Tuesday 29 November 2011

The autumn statement - for better and for worse


Make no mistake, today's Autumn Statement by the Chancellor, George Osborne (above) is very, very, very bad news for every Briton. Despite a sequence of quite well thought-out and welcome measures - especially on lending to small and medium-sized firms, credit easing and infrastructure spending - the forecasts coming out of the Office for Budget Responsibility overwhelm all of that in a tsunami of gloom.

The OBR used to say that growth this year, and over the next two years, would be between two and three per cent. Now it's likely to be less than one per cent this year and next, and then only just two per cent in 2013.

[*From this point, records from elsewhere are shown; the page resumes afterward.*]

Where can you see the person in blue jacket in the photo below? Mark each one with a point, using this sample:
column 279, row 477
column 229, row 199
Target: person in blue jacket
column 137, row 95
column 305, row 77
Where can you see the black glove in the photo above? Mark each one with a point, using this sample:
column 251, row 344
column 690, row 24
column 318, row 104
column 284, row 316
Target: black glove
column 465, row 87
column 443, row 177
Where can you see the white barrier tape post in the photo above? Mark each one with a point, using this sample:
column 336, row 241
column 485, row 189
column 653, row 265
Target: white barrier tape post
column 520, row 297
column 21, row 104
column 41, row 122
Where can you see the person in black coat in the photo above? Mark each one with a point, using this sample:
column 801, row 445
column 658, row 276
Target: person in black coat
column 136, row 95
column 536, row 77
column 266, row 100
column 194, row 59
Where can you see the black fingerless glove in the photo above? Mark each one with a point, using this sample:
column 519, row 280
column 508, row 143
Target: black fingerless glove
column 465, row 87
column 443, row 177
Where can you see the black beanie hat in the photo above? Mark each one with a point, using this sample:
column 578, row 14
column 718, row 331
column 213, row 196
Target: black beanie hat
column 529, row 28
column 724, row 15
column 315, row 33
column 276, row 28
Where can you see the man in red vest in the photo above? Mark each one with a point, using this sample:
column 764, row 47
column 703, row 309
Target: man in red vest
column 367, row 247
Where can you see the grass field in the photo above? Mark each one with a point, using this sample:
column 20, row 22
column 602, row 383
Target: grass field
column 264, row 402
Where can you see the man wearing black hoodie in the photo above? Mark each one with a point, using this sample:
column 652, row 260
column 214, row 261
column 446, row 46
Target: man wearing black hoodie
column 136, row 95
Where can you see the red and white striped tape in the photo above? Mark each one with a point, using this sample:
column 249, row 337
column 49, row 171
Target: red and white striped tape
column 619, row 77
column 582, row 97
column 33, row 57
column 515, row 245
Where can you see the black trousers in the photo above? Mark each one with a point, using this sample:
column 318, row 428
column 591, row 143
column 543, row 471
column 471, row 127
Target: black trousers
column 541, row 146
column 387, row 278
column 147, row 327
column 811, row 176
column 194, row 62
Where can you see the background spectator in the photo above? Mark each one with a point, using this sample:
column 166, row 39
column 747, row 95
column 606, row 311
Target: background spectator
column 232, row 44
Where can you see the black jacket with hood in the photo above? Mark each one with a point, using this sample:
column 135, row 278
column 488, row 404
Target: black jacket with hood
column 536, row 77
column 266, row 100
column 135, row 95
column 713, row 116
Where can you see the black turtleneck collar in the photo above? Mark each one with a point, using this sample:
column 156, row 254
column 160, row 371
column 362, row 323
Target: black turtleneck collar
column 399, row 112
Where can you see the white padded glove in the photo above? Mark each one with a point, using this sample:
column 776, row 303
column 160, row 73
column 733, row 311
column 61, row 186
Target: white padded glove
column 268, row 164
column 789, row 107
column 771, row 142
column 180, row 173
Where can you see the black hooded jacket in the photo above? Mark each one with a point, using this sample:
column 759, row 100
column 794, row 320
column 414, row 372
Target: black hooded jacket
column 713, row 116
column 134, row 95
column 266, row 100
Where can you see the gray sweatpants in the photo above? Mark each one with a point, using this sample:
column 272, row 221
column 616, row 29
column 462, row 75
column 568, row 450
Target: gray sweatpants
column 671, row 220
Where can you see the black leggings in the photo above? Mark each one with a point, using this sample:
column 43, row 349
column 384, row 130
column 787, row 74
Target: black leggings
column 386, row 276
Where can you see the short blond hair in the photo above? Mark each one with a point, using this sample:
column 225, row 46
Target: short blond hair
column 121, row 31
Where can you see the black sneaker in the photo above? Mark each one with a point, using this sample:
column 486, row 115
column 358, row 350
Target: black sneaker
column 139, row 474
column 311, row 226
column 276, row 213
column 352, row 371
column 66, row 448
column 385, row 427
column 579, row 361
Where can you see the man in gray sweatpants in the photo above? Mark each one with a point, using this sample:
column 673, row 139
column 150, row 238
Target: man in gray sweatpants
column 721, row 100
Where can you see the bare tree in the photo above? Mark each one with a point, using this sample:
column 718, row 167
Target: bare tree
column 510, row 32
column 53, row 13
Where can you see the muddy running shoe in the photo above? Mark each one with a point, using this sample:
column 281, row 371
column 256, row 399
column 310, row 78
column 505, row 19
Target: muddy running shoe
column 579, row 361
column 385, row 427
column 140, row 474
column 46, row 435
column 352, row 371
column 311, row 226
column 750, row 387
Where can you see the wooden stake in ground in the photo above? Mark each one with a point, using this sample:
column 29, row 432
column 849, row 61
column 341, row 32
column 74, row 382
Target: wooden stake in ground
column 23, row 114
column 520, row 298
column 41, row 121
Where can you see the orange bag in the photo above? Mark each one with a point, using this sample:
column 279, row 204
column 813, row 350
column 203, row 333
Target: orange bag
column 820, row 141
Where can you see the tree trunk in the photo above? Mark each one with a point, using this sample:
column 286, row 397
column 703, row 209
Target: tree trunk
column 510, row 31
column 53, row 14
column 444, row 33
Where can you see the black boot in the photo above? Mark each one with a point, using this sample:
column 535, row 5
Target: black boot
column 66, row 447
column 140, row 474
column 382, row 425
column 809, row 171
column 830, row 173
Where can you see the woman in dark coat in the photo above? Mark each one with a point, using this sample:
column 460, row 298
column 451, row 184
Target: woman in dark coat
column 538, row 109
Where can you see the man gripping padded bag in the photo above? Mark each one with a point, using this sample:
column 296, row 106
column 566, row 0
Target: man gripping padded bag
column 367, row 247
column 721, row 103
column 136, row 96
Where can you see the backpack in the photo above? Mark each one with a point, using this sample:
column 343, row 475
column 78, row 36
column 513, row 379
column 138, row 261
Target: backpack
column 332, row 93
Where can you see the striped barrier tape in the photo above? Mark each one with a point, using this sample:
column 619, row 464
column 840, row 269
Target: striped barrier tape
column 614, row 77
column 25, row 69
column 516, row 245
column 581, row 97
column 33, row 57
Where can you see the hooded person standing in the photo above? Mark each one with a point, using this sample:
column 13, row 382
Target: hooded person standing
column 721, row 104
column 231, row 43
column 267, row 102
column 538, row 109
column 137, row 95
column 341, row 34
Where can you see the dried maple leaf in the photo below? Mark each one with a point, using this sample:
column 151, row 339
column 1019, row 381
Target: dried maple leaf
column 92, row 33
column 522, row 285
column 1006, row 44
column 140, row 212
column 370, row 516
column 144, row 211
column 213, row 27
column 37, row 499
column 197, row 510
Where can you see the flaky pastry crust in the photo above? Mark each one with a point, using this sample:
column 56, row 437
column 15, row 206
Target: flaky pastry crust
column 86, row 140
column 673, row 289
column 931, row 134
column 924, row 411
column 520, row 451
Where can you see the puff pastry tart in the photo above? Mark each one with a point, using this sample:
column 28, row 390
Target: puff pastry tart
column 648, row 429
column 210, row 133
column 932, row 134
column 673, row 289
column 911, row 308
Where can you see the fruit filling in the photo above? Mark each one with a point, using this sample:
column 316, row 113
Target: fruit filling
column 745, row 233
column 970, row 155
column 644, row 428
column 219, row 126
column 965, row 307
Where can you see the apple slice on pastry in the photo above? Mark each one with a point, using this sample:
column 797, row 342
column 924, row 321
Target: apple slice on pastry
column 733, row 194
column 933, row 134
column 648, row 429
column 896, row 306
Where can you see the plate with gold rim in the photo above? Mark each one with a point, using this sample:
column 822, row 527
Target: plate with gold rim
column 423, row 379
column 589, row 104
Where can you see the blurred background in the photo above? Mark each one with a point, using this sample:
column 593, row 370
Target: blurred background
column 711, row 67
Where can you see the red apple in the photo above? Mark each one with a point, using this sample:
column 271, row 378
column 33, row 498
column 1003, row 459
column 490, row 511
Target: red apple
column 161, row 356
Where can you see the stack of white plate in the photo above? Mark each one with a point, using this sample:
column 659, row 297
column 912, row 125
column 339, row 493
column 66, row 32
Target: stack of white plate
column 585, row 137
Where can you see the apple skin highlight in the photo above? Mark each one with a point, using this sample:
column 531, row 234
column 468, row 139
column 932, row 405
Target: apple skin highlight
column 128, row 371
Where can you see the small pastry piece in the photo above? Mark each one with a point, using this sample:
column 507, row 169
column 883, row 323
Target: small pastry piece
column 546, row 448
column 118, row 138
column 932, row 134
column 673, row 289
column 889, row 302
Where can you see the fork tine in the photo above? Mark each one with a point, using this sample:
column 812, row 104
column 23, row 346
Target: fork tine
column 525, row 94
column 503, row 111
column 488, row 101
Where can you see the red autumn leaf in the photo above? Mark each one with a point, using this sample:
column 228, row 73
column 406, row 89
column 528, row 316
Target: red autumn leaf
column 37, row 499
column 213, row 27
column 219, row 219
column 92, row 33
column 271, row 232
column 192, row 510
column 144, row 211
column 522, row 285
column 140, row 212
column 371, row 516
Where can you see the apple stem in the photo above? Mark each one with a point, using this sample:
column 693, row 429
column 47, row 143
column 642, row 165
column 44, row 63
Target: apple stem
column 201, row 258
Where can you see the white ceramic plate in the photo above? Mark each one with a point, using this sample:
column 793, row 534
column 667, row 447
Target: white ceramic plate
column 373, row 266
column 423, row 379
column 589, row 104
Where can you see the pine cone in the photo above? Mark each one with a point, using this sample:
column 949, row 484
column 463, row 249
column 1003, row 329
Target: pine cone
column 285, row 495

Why? Ministers would have you believe this is due to the crisis in the Eurozone. It's not true. It's in fact due to the enormous risk that Liberal Democrats and Conservatives launched out upon in their austerity drive - a high-stakes gamble that this column always opposed.

Unemployment has been rising for months; consumer confidence flatlining; growth stagnating. In fact, it's been clear since the spring that something is very, very wrong with the British economy. What's wrong is a massive hole where demand should be. John Maynard Keynes, that great master of twentieth century British economics, would say something very simple now: borrow. Spend. Look confident. Talk the economy up. Ministers' failure to do that since May 2010 has done immeasurable harm to many companies, many lives and many of Britain's poorer regions (who just got told, with the end of national pay bargaining, that they're getting their economies hacked back yet again).

And although lots of Mr Osborne's ideas announced today are good, they represent only a partial U-turn - an L-turn, perhaps. New youth employment programmes? Then why scrap the Future Jobs Fund in 2010? More infrastructure funding? Why did you cut £50bn from it last year? More lending for small firms? Why did you go so easy on the banks during the ill-fated Project Merlin, then? The questions go on and on.

What lies ahead is now a long, grim slog. There will be round after round of public sector spending cuts. There will be higher taxes. There will be higher unemployment and more uncertainty. And the debt stock still won't peak until early in 2015 - just before the next General Election. All because growth is likely to be so slow.

Tell me again what a good idea it is to take a lot of risks?